Bâtiment, médecine, formation, éducation, jeux vidéo, immobilier, industrie… L’appétit du métavers pour de nombreux segments de l’économie semble illimité. Pour vulgariser, ce terme encore largement obscur regroupe les espaces virtuels des internets dans lesquels un ensemble de nouvelles technologies numériques, et d’autres à venir, trouve des applications. Et c’est pour préparer les jeunes d’aujourd’hui à ces métiers de demain que la région, Méta (Facebook) et l’organisme de formation Simplon ont inauguré ce jeudi à Marseille, la toute première « académie du métavers » de France.



Dans les semaines à venir, des académies identiques ouvriront à Nice, Lyon et Paris. A Marseille, une dizaine d’entreprises de la région sont partenaires de l’opération et accueilleront en alternance cette première promotion de 20 jeunes, financée à part relativement égale par Méta et la région Paca à hauteur de 600.000 euros en Paca. D’accord allez-vous dire mais pour quoi faire ?

Sortir du périmètre geek des jeux vidéo

Nous avons tous en tête des usages récréatifs de réalité augmentée, de films ou de jeux vidéo dont vous êtes le héros. Mais l’enjeu pour le métavers est justement de sortir de ce périmètre geek. Ludovic Chaigneau et sa société de modélisation et animation de bâtiment est une des entreprises partenaires. Il recherche des profils de développeur 3D et réalité virtuelle et explique son application du métavers.

« Aujourd’hui la conception des bâtiments se fait en modélisation 3D en intégrant les données de durée de vie des matériaux que nous pouvons soumettre à différentes simulations. Mais nous modélisons également des bâtiments, comme le Grand palais de Paris dernièrement. En reversant cette base de données dans le métavers, cela permet à un technicien équipé de lunette de réalité augmentée de voir par exemple dans les faux plafonds, d’avoir une vue d’ensemble et donc de savoir où intervenir ». Cette entreprise développe aussi actuellement pour un collège de Monaco un équipement pour les classes qui permettrait à des élèves hospitalisés de suivre les cours en réalité virtuelle.

Autre entreprise intéressée : Wixar, qui développe des modules de formation en réalité virtuelle. « Nous partons du constat que l’apprentissage se fait mieux en pratiquant.
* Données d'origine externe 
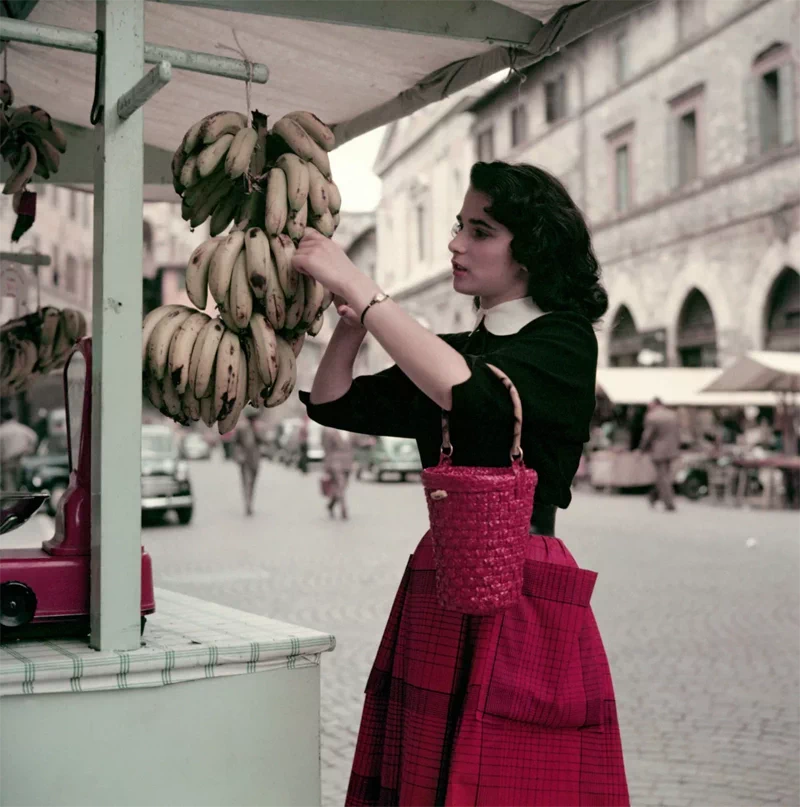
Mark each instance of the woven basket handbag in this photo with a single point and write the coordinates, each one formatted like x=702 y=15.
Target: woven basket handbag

Nos capsules immersives de formations permettent par exemple à un élève chirurgien de simuler une opération du cerveau, ou encore à un technicien industriel de s’exercer à une tâche. Dans ces conditions virtuelles, l’erreur ne coûte rien et cela permet de réduire l’accidentologie », estime Benjamin Altani, qui prévoit d’embaucher dix personnes.

Ouvrir de nouveaux champs économiques

« Cette académie est faite pour développer des écosystèmes », a introduit Laurent Solly, directeur général de Méta pour l’Europe du sud. Autrement dit, ouvrir et pénétrer de nouveaux champs économiques dans lesquels les acteurs de ces technologies offriront leurs services. Et le marché paraît juteux : « Les études prévoient que le métavers représentera 440 milliards du PIB européen en 2030 (Soit 3 % du PIB actuel) et on estime que 80 % des jobs de cette nouvelle industrie ne sont pas encore connus », poursuit-il. Un train pour l’heure encore hypothétique mais que n’a pas voulu manquer Renaud Muselier, le président de la région, présent lors de cette inauguration. « Ceux qui n’y participent pas risquent de connaître une fracture numérique, économique et sociale », entend-il. « Mais je n’irai pas faire mes courses dans un supermarché virtuel ou danser en boîte de nuit du métavers », avertit-il.

Méta, qui connaît actuellement un trou d’air économique avec une forte baisse de sa rentabilité et une diminution de son chiffre d’affaires, pourrait de son côté bien jouer une grosse partie de son avenir (et de sa survie ?) dans le métavers. En tout cas, ses lignes de productions de casques de réalité augmentée sont prêtes.